Short-duration, small-amplitude motor unit action potentials on EMG can be seen in NMJ disorders from intermittent blocking of some muscle fibre action potentials due to failed neuromuscular transmission [13]. This appearance was observed in the distal muscles of our patient and is often seen in myopathic disorders often leading to misdiagnosis or delay in diagnosis, emphasizing the importance of performing RNS. What can add to the confusion is that myopathies and neuromuscular junction disorders can co-exist, and may be observed in CMSs due to mutations in ALG2, ALG14, COL13A1, DOK7, DPAGT1, GMPPB or GFPT1 [14].
Fluoxetine and quinidine have been found to be of symptomatic benefit in treating SCCMS [15]. Both are long-lived open-channel blockers of the AChR with the capacity to block it in its open state and shorten the duration of otherwise prolonged synaptic currents [15]. Fluoxetine, which is thought to have a neuro-protective role and is used in doses up to 80 mg daily, was used with success at this level in our patient [15].

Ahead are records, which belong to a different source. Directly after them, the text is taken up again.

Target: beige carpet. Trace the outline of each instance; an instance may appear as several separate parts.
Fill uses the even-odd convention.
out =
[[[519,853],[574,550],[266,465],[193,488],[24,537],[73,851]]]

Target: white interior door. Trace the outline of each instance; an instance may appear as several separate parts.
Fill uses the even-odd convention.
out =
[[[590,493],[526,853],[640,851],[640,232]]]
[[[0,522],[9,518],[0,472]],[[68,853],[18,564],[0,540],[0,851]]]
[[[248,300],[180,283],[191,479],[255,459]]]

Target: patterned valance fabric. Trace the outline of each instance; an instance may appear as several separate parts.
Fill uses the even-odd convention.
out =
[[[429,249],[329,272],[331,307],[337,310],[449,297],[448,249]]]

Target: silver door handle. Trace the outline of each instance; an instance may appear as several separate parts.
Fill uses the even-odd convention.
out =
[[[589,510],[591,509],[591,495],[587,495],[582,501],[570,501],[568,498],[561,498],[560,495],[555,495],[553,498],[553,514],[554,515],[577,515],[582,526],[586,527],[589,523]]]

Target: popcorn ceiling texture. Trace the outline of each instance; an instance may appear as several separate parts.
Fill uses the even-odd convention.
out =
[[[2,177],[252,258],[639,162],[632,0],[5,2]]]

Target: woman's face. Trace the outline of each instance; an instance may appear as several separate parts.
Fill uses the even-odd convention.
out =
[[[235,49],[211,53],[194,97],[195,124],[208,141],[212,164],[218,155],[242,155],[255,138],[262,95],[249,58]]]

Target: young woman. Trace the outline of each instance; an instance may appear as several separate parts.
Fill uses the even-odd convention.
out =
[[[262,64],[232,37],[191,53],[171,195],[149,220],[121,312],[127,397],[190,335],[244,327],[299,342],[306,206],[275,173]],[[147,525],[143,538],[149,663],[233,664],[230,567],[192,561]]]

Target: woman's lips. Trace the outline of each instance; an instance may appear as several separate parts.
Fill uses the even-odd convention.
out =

In conclusion, next-generation sequencing has facilitated the discovery of rare mutations in the diagnosis of CMS. Given that the same medication can be effective, ineffective, and even harmful depending on the mutation and its kinetic defect, our case report highlights the importance of accurate genetic diagnosis in CMS. It also helps to differentiate CMS from seronegative autoimmune myasthenia thus mitigating the requirement for immunosuppressive therapy and its long-term side effects. Furthermore, it helps to map the distribution of rare genetic mutations of CMS worldwide in different populations.
CONFLICT OF INTEREST
The authors have no conflict of interest to report.
FUNDING
None.
CONTRIBUTOR STATEMENT
IKG, SN and TC were involved with concept, drafting and editing of the manuscript. IKG, SN, KG and SS evaluated and managed the patient and edited the manuscript. LH extracted DNA from the patient and was involved in concept and editing of the manuscript. SM, RW, JC, DB were involved in genetic studies, kinetic studies and editing of the manuscript.